Saturday, February 27, 2016

Poem for Saturday, The Swarm, Mortdecai, Virginia Historical Society

Virginia Evening
By Michael Pettit

Just past dusk I passed Christiansburg,
cluster of lights sharpening
as the violet backdrop of the Blue Ridge
darkened. Not stars
but blue-black mountains rose
before me, rose like sleep
after hours of driving, hundreds of miles
blurred behind me. My eyelids
were so heavy but I could see
far ahead a summer thunderstorm flashing,
lightning sparking from cloud
to mountaintop. I drove toward it,
into the pass at Ironto, the dark
now deeper in the long steep grades,
heavy in the shadow of mountains weighted
with evergreens, with spruce, pine,
and cedar. How I wished to sleep
in that sweet air, which filled--
suddenly over a rise--with the small
lights of countless fireflies. Everywhere
they drifted, sweeping from the trees
down to the highway my headlights lit.
Fireflies blinked in the distance
and before my eyes, just before
the windshield struck them and they died.
Cold phosphorescent green, on the glass
their bodies clung like buds bursting
the clean line of a branch in spring.
How long it lasted, how many struck
and bloomed as I drove on, hypnotic
stare fixed on the road ahead, I can’t say.
Beyond them, beyond their swarming
bright deaths came the rain, a shower
which fell like some dark blessing.
Imagine when I flicked the windshield wipers on
what an eerie glowing beauty faced me.
In that smeared, streaked light
diminished sweep by sweep you could have seen
my face. It was weary, shocked, awakened,
alive with wonder far after the blades and rain
swept clean the light of those lives
passed, like stars rolling over
the earth, now into other lives.

--------

It was much colder on Friday than the rest of the week but it didn't rain, so no complaints here (and we saw four color Lenten roses and three bunnies). I spent the morning finishing my retro review of Voyager's "The Swarm", which is still not as good as it should have been, mostly because it has too much swarm and not enough Robert Picardo interacting with the rest of the cast. Then Paul and I had lunch and went to get haircuts together because we were both really overdue and I was out of conditioner, which is cheaper at The Hair Cuttery than Ulta no matter what Ulta advertises.

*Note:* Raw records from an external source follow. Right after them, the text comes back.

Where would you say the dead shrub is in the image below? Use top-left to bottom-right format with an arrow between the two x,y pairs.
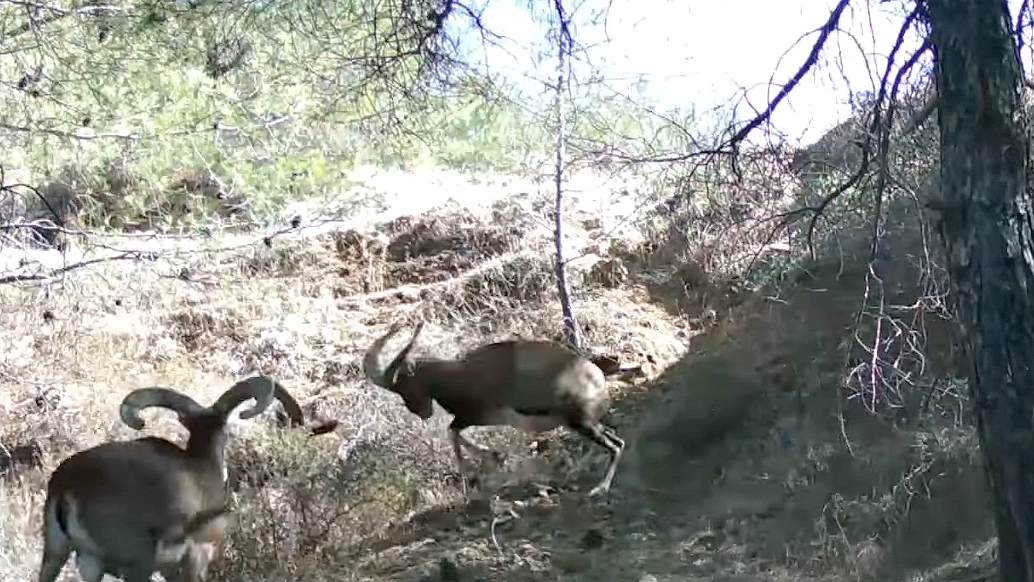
163,308 -> 247,351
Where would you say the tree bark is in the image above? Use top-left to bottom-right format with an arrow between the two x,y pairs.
553,0 -> 582,348
927,0 -> 1034,582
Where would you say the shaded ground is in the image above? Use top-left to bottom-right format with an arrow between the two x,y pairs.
0,169 -> 993,582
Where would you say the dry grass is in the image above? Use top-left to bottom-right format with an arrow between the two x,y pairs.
0,176 -> 986,582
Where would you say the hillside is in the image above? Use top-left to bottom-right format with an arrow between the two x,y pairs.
0,166 -> 993,582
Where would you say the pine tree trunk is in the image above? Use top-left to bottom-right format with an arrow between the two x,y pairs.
927,0 -> 1034,582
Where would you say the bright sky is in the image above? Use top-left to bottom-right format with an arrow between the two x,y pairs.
463,0 -> 1034,143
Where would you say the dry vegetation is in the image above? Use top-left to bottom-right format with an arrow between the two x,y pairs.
0,166 -> 992,582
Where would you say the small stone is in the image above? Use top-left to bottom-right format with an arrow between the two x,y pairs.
582,528 -> 605,550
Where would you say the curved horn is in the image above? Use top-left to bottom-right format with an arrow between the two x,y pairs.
384,321 -> 424,386
363,321 -> 402,388
119,386 -> 205,430
212,376 -> 279,419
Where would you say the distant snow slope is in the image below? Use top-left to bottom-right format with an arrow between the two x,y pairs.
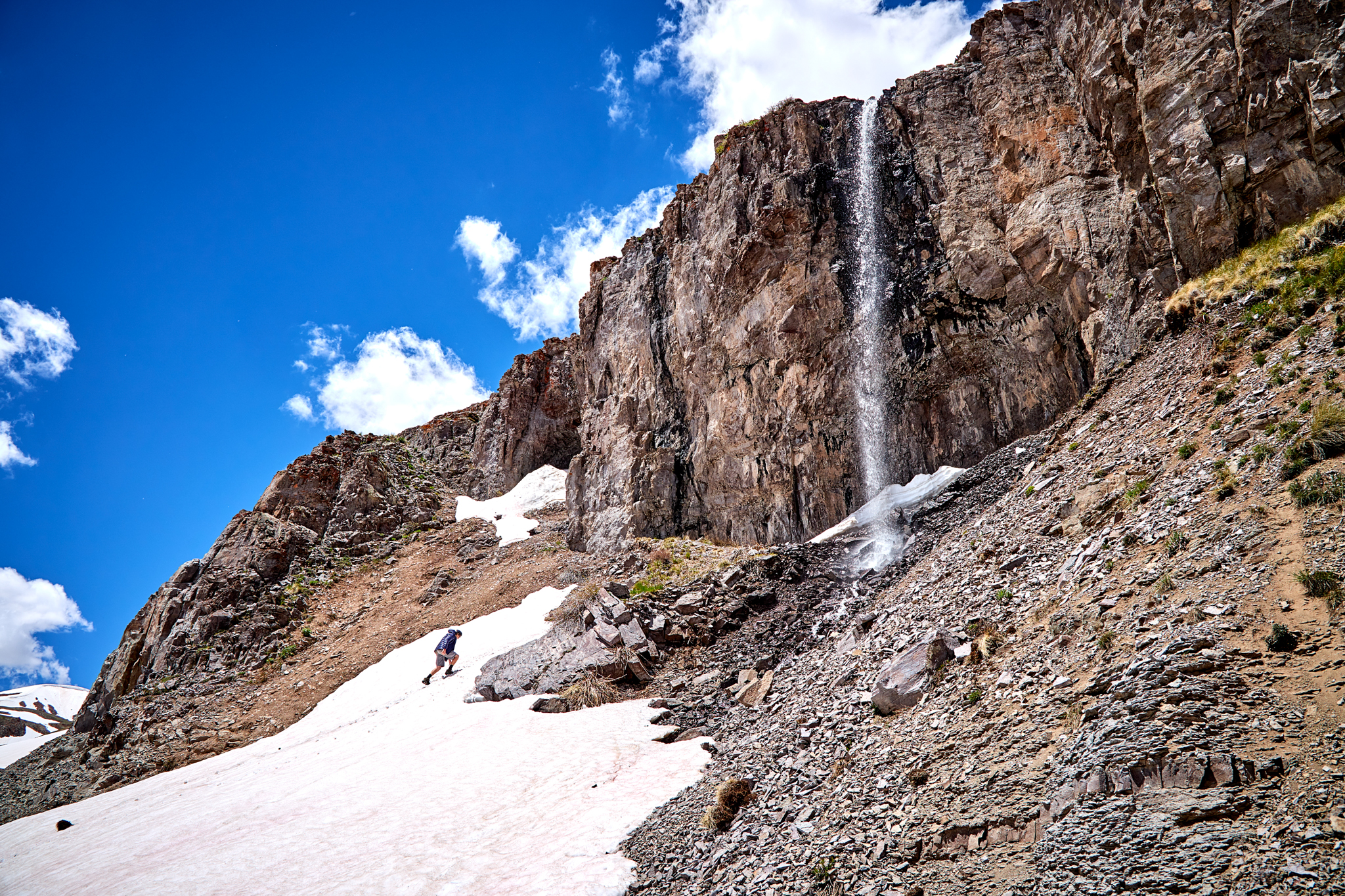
456,466 -> 569,548
0,685 -> 89,769
0,588 -> 709,896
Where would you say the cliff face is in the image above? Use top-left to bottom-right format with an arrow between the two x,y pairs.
47,337 -> 579,783
569,0 -> 1345,551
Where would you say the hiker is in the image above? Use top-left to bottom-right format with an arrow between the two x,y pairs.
421,629 -> 463,685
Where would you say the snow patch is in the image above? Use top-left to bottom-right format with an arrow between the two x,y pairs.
0,588 -> 710,896
810,466 -> 967,544
0,685 -> 89,769
456,466 -> 569,548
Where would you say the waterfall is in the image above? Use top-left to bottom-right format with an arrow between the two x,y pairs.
851,96 -> 908,574
854,96 -> 888,501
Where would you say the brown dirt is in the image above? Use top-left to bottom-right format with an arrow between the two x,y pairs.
192,508 -> 601,747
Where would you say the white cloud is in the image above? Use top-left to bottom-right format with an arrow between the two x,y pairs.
457,186 -> 676,340
281,395 -> 317,422
305,324 -> 345,360
0,567 -> 93,684
307,326 -> 487,434
457,215 -> 518,286
598,47 -> 631,125
0,421 -> 36,470
635,0 -> 973,171
0,298 -> 79,388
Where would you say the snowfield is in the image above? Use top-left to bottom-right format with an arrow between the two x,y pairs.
0,685 -> 89,773
453,466 -> 569,548
0,588 -> 709,896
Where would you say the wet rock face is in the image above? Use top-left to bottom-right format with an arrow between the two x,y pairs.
569,0 -> 1345,551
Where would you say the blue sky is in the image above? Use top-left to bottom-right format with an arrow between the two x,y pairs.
0,0 -> 990,687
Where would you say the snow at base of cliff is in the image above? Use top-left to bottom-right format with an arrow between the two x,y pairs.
0,685 -> 89,769
0,588 -> 709,896
454,466 -> 569,548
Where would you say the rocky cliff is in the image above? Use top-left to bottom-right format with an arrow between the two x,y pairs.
569,0 -> 1345,549
0,337 -> 579,818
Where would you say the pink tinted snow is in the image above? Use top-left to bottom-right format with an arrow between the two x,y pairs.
0,588 -> 709,896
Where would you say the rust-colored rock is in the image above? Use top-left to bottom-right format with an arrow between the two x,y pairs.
569,0 -> 1345,551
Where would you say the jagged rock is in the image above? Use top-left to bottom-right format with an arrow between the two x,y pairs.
871,629 -> 958,716
736,670 -> 775,706
569,0 -> 1345,551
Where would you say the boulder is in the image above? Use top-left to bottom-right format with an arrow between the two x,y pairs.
738,672 -> 775,706
873,629 -> 958,716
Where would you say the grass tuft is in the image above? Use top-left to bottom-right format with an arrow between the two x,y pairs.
561,675 -> 621,710
1294,570 -> 1341,598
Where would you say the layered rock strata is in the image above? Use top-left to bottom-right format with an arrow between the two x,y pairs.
623,316 -> 1345,896
570,0 -> 1345,551
0,337 -> 579,818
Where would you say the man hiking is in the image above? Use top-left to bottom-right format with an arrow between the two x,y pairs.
421,629 -> 463,685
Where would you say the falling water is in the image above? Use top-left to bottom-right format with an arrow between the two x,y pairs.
852,96 -> 906,574
854,96 -> 888,501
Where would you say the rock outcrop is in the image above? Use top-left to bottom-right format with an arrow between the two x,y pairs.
569,0 -> 1345,551
0,337 -> 579,818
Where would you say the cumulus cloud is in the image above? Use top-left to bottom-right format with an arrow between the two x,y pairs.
0,298 -> 79,470
0,298 -> 79,388
0,421 -> 36,470
598,47 -> 631,125
281,326 -> 487,434
0,567 -> 93,684
281,395 -> 317,422
305,324 -> 345,371
456,215 -> 518,286
457,186 -> 675,340
635,0 -> 973,171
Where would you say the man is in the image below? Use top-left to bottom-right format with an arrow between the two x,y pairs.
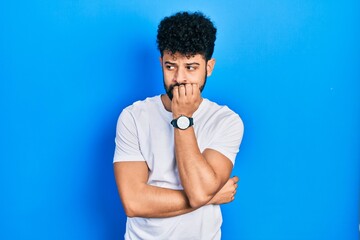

We had dinner with my parents, discussed the depressing state of American politics, then came home for Sleepy Hollow, which needs more history and less monsters. Afterward we watched Mortdecai, which I expected to be pretty terrible based on the reviews, but although Depp was trying too hard and there were too many repeated jokes, it had enjoyable performances from McGregor and Bettany, pretty scenery, and even Paltrow was entertaining -- it's a very white boys' comedy but it has its moments. From the Virginia Historical Society, the good, the bad, and the ugly:


A quadrant from the CSS Virginia, formerly the USS Merrimack, one of the ironclads that fought in the Battle of Hampton Roads, the most famous naval confrontation of the Civil War.


John Smith's General History of Virginia, published in London in 1624.


Glasses that belonged to Revolutionary orator Patrick Henry, the Virginian who declared, "Give me liberty or give me death!"


A Virginia pro-secession cockade.


Imprint of the Great Seal of the Confederacy, a reminder that George Washington was a Virginian.


Golden spike, mallet, and trophy cup marking the completion of Virginia's Seaboard Air Line Railway.


A 1920s-era Klan hood, when postwar Klansmen in Virginia were responsible for floggings and abductions against Catholics, Jews, and immigrants as well as African-Americans, who also faced violent assault and lynchings.


Virginia's Equal Suffrage League in 1909.